We bought packs of chewing gum at a newsstand and proceeded to try them all in a mini taste test. Kira liked some newfangled Trident flavor, strawberry lime, while I preferred a more humdrum Big Red. “Too spicy,” Kira told me about my choice. “Too sweet,” I said about hers.
When we reached Central Park South, we looked at the horses and tried to choose a favorite. We sat on a park bench and looked at the skyline, comparing different styles of architecture.
I asked Kira if she thought her fountain wishes would come true.
“They don’t really come true, Mommy,” she said with an earnest smile. I was surprised by her answer.
“It’s still fun to make wishes, though,” I said. She nodded.
As we slowly made our way home, getting drizzled on in the process, I made a mental note to play hooky with each of my children this year. I am so busy making sure that I don’t make the mistake of being my children’s friend that I think I might be missing out on some fun.

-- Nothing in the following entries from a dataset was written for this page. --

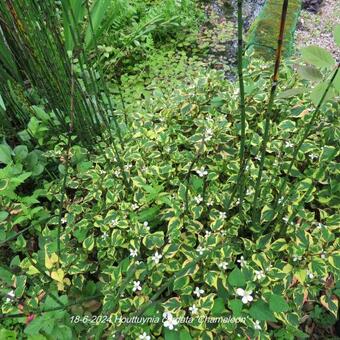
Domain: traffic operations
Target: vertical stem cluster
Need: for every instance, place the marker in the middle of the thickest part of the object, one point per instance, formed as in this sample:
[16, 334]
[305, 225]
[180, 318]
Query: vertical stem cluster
[265, 139]
[242, 100]
[67, 161]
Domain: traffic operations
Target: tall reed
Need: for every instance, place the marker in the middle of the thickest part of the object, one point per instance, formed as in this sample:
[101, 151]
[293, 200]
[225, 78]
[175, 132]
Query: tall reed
[242, 97]
[255, 204]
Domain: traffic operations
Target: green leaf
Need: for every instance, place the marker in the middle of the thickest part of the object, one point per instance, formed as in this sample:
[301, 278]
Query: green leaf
[5, 154]
[97, 13]
[291, 93]
[260, 311]
[2, 105]
[328, 153]
[287, 125]
[181, 282]
[336, 82]
[319, 91]
[218, 307]
[7, 334]
[20, 152]
[278, 304]
[317, 56]
[236, 307]
[184, 335]
[309, 73]
[3, 215]
[236, 278]
[154, 241]
[337, 34]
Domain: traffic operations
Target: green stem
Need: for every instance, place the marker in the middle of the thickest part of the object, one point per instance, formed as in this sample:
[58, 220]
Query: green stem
[255, 215]
[242, 100]
[278, 207]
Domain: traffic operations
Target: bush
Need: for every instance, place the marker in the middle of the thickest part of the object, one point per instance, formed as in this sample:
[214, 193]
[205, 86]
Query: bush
[174, 247]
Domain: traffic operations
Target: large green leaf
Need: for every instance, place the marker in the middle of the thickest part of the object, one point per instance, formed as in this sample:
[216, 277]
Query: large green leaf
[337, 34]
[236, 278]
[5, 154]
[318, 92]
[73, 13]
[317, 56]
[97, 14]
[309, 73]
[278, 304]
[260, 311]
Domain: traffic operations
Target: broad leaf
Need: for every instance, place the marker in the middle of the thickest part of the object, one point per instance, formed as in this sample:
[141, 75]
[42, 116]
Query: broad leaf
[278, 304]
[309, 73]
[236, 278]
[260, 311]
[337, 34]
[317, 56]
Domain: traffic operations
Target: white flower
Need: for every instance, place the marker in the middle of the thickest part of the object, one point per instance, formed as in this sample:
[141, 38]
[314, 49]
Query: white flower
[200, 250]
[210, 203]
[145, 336]
[208, 134]
[198, 199]
[207, 233]
[241, 261]
[202, 172]
[10, 296]
[193, 309]
[134, 206]
[136, 286]
[198, 292]
[223, 265]
[170, 321]
[133, 252]
[146, 225]
[313, 156]
[259, 274]
[223, 215]
[246, 295]
[156, 257]
[257, 325]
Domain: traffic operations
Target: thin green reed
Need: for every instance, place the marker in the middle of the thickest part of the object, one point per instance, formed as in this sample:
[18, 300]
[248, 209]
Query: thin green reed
[242, 96]
[255, 214]
[306, 132]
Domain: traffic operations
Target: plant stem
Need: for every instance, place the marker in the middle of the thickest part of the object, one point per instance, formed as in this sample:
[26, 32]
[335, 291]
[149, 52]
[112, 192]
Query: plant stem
[278, 207]
[269, 110]
[67, 161]
[242, 100]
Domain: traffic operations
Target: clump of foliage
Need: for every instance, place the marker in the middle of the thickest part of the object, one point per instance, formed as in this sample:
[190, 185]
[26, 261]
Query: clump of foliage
[157, 226]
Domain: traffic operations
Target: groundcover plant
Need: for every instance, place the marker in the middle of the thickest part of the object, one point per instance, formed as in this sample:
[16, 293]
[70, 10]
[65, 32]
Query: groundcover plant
[145, 196]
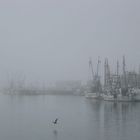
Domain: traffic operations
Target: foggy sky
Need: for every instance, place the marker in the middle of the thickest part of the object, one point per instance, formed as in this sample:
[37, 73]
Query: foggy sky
[48, 40]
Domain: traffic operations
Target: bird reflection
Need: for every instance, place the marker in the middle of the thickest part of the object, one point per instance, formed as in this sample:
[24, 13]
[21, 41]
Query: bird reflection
[55, 133]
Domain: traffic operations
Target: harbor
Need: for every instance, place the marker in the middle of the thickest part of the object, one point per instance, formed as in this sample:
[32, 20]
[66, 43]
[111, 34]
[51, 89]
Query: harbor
[121, 86]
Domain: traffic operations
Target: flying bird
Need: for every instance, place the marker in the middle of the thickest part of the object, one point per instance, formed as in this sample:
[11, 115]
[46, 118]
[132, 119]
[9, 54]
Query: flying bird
[55, 121]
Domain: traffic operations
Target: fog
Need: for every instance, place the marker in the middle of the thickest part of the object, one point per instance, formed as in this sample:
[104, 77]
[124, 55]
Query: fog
[51, 40]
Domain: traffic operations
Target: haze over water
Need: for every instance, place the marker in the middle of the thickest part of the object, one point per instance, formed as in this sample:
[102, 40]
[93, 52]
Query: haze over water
[31, 117]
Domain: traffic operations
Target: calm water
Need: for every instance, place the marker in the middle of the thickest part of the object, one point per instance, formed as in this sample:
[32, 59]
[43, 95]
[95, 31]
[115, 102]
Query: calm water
[30, 118]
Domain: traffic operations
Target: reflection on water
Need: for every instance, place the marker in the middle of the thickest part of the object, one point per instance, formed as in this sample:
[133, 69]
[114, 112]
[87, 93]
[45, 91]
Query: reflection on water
[30, 117]
[55, 132]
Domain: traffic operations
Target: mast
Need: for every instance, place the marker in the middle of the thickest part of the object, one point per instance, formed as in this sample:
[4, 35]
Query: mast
[91, 67]
[124, 72]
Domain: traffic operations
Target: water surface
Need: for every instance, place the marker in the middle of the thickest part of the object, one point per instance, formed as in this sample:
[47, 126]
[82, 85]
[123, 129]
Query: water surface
[30, 118]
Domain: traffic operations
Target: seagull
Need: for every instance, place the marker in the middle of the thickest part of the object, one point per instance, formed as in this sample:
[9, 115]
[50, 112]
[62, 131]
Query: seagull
[55, 122]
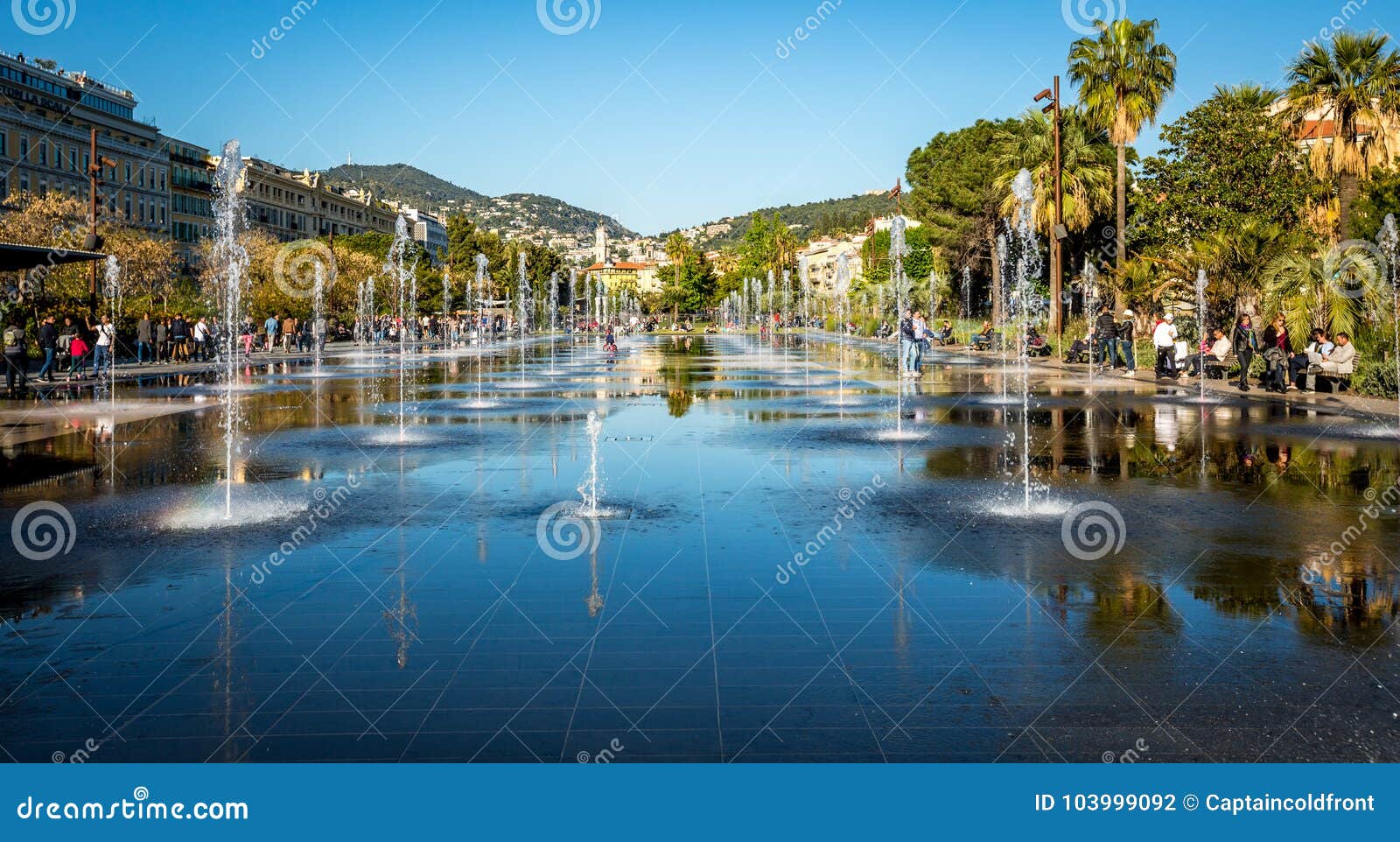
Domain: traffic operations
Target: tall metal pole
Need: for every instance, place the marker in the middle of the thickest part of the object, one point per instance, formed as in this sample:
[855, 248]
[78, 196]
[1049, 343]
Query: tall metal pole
[94, 172]
[1056, 245]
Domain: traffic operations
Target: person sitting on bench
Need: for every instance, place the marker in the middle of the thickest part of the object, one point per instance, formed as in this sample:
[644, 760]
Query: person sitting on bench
[1299, 364]
[1080, 350]
[1341, 361]
[982, 340]
[1215, 356]
[1036, 345]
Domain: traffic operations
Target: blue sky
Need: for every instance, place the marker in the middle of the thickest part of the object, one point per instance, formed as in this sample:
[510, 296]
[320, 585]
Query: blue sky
[660, 114]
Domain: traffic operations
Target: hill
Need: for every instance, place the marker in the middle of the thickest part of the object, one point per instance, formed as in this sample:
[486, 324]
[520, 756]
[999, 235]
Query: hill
[511, 214]
[812, 219]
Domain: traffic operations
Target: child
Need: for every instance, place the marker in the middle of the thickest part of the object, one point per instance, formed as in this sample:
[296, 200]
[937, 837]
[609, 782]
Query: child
[77, 361]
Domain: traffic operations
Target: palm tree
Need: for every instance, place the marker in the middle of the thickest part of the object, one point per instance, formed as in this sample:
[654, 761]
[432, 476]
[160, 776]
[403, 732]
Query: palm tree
[1087, 167]
[1124, 77]
[1329, 291]
[1353, 83]
[1234, 263]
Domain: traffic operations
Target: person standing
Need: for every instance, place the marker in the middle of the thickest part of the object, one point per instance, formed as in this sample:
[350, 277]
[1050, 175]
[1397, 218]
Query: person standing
[49, 347]
[1164, 340]
[1278, 352]
[16, 359]
[1126, 336]
[102, 356]
[202, 336]
[1246, 343]
[270, 329]
[1106, 331]
[163, 338]
[144, 340]
[906, 342]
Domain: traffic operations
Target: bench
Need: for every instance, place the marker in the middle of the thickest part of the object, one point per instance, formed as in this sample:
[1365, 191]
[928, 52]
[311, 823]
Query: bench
[1220, 368]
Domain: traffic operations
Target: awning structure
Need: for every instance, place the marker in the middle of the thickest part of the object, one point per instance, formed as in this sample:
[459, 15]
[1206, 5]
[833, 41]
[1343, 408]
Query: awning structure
[20, 258]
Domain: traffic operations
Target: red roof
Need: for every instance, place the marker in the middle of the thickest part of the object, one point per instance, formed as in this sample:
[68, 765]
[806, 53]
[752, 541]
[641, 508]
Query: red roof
[622, 265]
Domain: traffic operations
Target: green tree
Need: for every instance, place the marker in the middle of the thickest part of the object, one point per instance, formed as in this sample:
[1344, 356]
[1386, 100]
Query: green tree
[1124, 76]
[1224, 163]
[1354, 83]
[1087, 167]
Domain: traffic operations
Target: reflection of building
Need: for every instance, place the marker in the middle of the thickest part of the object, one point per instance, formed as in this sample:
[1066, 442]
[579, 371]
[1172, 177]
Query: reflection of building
[192, 189]
[46, 119]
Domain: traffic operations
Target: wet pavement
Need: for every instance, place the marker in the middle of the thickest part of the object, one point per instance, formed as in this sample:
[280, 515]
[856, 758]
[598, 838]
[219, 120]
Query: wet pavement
[790, 566]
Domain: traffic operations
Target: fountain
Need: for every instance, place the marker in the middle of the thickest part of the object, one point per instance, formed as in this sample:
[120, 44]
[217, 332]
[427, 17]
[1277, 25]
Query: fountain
[1390, 242]
[230, 259]
[1028, 270]
[112, 284]
[447, 307]
[522, 308]
[592, 485]
[898, 251]
[844, 291]
[1200, 326]
[318, 317]
[396, 268]
[1091, 296]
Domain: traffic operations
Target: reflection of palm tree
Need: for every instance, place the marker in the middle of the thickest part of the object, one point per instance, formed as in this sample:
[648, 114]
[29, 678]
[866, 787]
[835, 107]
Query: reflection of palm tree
[402, 621]
[594, 600]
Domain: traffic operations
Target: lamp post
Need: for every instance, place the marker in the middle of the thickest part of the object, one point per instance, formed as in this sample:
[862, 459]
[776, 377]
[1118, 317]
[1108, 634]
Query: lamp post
[1059, 235]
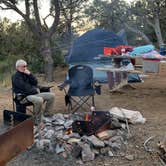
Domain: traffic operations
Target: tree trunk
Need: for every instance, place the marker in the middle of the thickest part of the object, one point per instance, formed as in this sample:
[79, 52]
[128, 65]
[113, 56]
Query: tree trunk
[158, 31]
[46, 52]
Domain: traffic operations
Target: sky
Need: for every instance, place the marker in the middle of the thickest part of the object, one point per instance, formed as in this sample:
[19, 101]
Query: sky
[13, 16]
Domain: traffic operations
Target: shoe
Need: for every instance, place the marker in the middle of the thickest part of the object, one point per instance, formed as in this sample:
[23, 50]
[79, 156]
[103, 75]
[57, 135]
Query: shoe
[48, 114]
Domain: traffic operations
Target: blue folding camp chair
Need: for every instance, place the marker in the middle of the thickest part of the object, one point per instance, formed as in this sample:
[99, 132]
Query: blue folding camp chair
[81, 88]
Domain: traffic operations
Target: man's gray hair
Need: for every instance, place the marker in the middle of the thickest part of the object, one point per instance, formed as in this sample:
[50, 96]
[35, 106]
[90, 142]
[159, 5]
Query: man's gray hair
[20, 62]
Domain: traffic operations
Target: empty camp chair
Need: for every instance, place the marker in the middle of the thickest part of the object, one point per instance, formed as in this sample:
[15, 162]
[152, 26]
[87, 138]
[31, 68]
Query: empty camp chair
[81, 88]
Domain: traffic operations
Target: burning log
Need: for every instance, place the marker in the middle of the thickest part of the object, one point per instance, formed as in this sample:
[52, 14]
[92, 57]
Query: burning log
[162, 150]
[97, 122]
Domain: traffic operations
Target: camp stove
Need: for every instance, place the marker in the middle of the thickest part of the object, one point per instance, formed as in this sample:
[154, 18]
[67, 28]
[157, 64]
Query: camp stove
[16, 135]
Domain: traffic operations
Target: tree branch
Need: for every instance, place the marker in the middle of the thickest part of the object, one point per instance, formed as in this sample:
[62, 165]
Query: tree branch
[56, 18]
[36, 12]
[12, 6]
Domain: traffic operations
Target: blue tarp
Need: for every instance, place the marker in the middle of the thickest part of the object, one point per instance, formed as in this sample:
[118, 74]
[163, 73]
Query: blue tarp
[90, 45]
[88, 48]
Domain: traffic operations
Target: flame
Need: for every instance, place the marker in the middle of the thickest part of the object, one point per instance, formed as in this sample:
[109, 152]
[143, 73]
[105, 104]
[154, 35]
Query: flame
[69, 131]
[86, 117]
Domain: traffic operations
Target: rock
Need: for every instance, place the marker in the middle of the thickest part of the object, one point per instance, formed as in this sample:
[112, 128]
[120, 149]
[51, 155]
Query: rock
[73, 140]
[95, 141]
[59, 149]
[104, 151]
[129, 157]
[87, 154]
[68, 124]
[76, 151]
[104, 135]
[49, 134]
[110, 154]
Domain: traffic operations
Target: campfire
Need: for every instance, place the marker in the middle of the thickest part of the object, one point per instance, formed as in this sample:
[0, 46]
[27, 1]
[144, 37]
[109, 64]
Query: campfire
[82, 135]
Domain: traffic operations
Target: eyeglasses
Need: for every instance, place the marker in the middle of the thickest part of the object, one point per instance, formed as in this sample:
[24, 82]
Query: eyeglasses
[24, 66]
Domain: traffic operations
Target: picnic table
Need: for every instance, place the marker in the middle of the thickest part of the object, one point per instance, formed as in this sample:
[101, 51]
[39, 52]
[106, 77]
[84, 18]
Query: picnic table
[117, 77]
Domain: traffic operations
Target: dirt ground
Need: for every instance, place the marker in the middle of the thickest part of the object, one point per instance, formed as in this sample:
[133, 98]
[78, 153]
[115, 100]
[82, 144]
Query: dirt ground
[148, 97]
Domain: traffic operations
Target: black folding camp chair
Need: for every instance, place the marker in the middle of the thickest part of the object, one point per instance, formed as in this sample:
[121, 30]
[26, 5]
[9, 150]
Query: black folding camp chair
[80, 94]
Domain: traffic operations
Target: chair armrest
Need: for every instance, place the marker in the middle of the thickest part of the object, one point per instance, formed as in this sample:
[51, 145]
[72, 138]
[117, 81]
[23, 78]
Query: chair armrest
[18, 97]
[62, 86]
[45, 88]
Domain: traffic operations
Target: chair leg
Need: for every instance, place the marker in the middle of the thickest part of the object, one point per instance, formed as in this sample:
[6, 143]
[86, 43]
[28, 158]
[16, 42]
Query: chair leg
[20, 108]
[93, 101]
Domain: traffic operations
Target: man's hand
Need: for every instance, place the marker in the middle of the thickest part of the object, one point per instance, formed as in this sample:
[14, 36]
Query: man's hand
[26, 71]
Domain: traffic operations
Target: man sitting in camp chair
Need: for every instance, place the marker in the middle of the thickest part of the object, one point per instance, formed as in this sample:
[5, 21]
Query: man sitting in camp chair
[81, 88]
[24, 83]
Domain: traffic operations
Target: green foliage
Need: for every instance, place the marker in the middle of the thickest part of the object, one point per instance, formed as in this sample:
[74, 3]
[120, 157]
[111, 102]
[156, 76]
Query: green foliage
[17, 42]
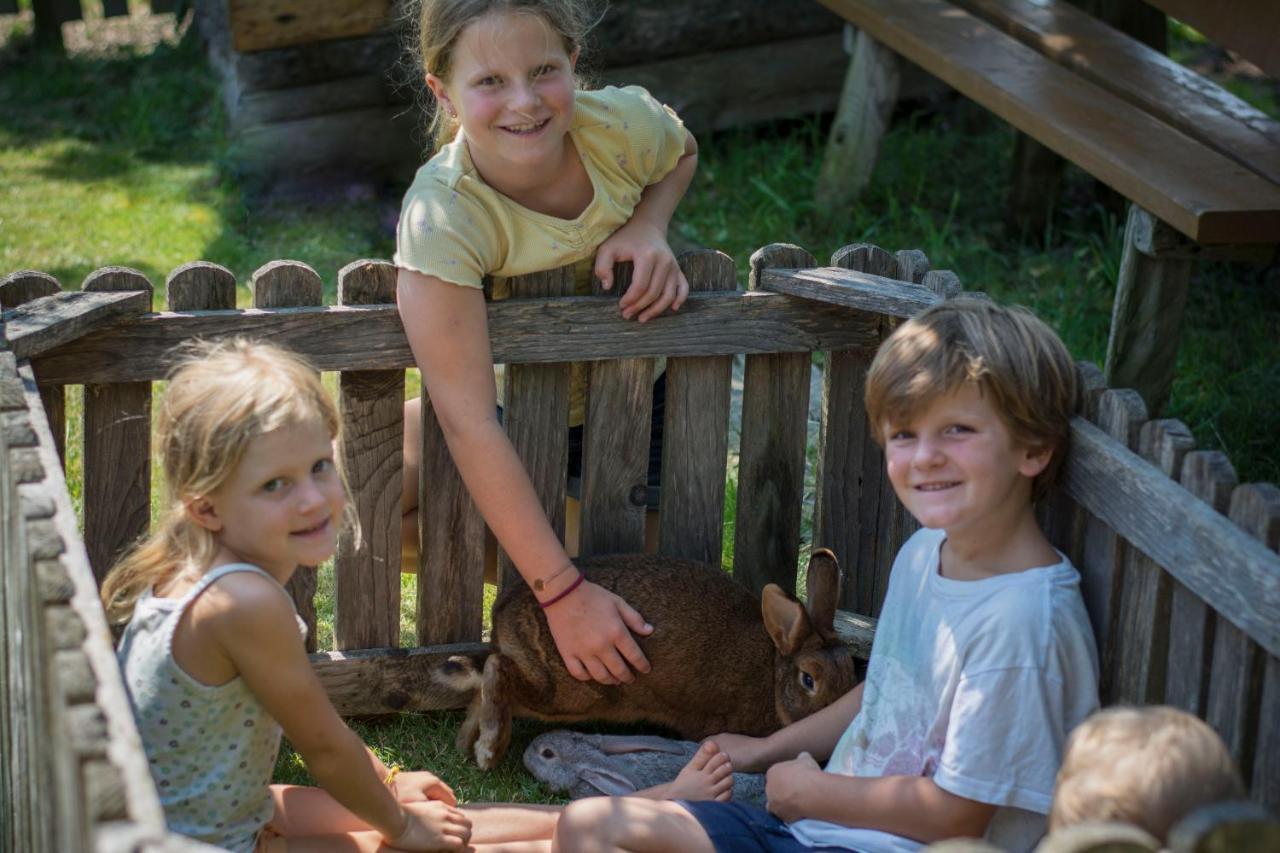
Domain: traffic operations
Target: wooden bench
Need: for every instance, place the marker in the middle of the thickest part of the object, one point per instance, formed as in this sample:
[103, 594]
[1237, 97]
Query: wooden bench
[1200, 167]
[1184, 598]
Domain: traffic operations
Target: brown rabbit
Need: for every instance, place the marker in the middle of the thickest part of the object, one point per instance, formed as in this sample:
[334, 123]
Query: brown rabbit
[717, 664]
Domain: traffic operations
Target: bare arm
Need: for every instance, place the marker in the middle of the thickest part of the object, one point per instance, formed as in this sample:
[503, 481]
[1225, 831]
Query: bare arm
[657, 282]
[448, 332]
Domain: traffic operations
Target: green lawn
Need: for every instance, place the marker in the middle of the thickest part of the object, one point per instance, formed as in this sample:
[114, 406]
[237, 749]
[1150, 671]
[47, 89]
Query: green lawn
[120, 159]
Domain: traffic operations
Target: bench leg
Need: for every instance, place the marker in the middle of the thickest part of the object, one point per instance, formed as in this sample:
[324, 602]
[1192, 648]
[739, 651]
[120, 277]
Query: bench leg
[1147, 316]
[862, 118]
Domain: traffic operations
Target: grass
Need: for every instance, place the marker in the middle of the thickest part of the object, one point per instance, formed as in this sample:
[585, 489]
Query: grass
[119, 158]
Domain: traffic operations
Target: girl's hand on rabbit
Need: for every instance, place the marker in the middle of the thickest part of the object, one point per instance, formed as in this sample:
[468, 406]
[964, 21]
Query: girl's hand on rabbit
[433, 826]
[657, 282]
[421, 785]
[593, 628]
[786, 784]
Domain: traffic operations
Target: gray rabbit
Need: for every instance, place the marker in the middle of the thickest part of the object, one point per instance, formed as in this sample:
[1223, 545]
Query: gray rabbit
[590, 765]
[722, 658]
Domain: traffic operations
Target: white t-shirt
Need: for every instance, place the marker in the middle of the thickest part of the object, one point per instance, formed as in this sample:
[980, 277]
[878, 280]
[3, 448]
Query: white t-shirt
[972, 683]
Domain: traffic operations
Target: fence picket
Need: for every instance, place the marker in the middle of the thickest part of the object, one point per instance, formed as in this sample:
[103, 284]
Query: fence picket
[695, 434]
[284, 283]
[366, 569]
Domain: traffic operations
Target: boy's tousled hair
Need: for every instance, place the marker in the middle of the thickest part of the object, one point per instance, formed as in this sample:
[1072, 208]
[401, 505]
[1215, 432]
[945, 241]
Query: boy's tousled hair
[220, 397]
[1006, 351]
[1144, 766]
[440, 23]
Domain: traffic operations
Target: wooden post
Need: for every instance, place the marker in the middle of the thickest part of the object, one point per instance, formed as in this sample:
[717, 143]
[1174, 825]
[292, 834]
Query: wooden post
[695, 434]
[771, 461]
[366, 570]
[286, 283]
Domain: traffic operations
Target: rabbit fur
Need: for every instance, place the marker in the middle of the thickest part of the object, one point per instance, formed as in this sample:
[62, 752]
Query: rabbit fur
[590, 765]
[721, 658]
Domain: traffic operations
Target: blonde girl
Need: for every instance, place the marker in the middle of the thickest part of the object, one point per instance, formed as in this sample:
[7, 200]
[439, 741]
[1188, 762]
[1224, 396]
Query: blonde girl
[213, 653]
[534, 174]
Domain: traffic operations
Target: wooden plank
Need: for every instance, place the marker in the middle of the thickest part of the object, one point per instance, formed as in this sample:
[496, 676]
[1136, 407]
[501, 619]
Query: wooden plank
[1251, 27]
[860, 290]
[616, 447]
[1143, 77]
[117, 489]
[18, 288]
[771, 459]
[53, 320]
[862, 119]
[1192, 624]
[1238, 665]
[452, 533]
[1146, 591]
[1229, 570]
[366, 570]
[1205, 195]
[263, 24]
[279, 284]
[521, 332]
[695, 433]
[536, 413]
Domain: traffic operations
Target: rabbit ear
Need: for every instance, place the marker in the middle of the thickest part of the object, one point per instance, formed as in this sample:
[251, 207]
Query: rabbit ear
[785, 619]
[621, 744]
[822, 589]
[607, 781]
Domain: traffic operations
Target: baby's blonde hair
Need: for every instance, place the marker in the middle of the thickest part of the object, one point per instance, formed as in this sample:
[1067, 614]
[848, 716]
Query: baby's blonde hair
[220, 397]
[1144, 766]
[1006, 351]
[440, 23]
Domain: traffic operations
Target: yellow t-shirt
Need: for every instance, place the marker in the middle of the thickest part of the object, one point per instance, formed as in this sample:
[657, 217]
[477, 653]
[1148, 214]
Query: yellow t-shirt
[457, 228]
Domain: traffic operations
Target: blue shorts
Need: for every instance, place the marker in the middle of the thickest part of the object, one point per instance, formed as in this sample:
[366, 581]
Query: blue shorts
[739, 828]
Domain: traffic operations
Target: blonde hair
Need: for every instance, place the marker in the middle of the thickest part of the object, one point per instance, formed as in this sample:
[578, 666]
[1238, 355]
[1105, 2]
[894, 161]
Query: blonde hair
[1005, 350]
[220, 397]
[1144, 766]
[442, 22]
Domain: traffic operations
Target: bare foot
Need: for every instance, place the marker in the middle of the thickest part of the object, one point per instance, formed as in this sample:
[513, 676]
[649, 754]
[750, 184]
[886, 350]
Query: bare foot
[708, 775]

My morning with Kira was a glimpse of what’s to come, I hope, for the two of us. And while I know that my primary responsibility right now is to be her parent, for the first time I realized that I am also raising this person who will eventually become a friend. If there is ever a reason to be a firm, authoritative, loving parent it is, of course, because you want to raise children who become the kind of adults you find compelling — sincere and compassionate, inquisitive and modest, resilient and responsible, loyal and hardworking.
Our last stop before we went home was to the pediatrician so that Kira could get a flu shot. When I told her where we were going, she looked at me as if I was ruining all the fun and began to protest. I cut her off. “You’re getting a flu shot and that’s that,” I said. The parent in me had returned.